東京大学は、放射線治療の最適化の可能性を検討するため、炭素線をメダカ胚中脳の一部へ照射する実験を行った結果、局所照射後に脳損傷を除去するため損傷部位にミクログリアの活性化が誘導され、脳損傷が除去された後もミクログリアは活性化したまま脳全体へ拡がり、活性化が脳内において長期的に継続していることを明らかにした。

同成果は、同大大学院新領域創成科学研究科先端生命科学専攻の保田隆子 特任研究員、三谷啓志 教授、尾田正二 准教授と量子科学技術研究開発機構の舟山知夫 博士との共同研究によるもの。詳細は、スイスの科学誌「International Journal of Molecular Sciences」に掲載された。

活性化したミクログリアは脳組織の照射された領域の外へ広がる (出所:東京大学大学院新領域創成科学研究科 Webサイト)

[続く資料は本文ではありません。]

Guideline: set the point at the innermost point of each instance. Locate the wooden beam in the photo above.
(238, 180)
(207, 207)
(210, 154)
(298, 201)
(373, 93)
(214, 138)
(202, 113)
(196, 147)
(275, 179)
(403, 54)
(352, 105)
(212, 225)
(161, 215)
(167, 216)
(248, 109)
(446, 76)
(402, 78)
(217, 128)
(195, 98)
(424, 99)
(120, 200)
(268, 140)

近年、悪性脳腫瘍治療では、病変部を外科手術で摘出後、肉眼では摘出できない病変周囲にミクロに浸潤する腫瘍に対して放射線を照射する治療が主流となっている。両者を併用する治療は脳腫瘍患者の予後が良い一方で、放射線治療には大線量が適用されるため、腫瘍患部周辺の正常細胞の損傷が避けられず、これによって引き起こされる放射線治療後の認知機能低下などの悪影響が問題となっている。特に、小児の脳は成熟した大人の脳よりも放射線に対する感受性が高いため、放射線治療予後に起こる二次的な悪影響を回避もしくは軽減させることが臨床治療での大きな課題となっている。

同研究では、放射線治療のさらなる最適化の可能性を検討するため、メダカ胚脳への局部照射が可能な量子科学技術研究開発機構の重粒子線照射施設(TIARA)を利用して、炭素線をメダカ胚中脳の一部へ照射する実験を行い、脳内ミクログリアの照射後の挙動を調査した。

その結果、局所照射後に脳損傷を除去するため損傷部位に限ってミクログリアの活性化が誘導されるが、脳損傷が除去された後もミクログリアは活性化したまま損傷部位から脳全体へ拡がり、ミクログリアの活性化が脳内において長期にわたり継続していることを明らかにした。

なお、研究グループは、脳組織における免疫機能を担うミクログリアの活性化は、傷害を受けた脳組織の修復に重要だが、損傷した部位以外へ拡がる過剰な活性化が正常な神経細胞へ炎症反応を拡げている可能性も考えられる。放射線治療予後ばかりでなく、慢性ストレスが誘発する脳機能障害の改善にもメダカ胚がモデルとして利用できる可能性が示唆されたと説明している。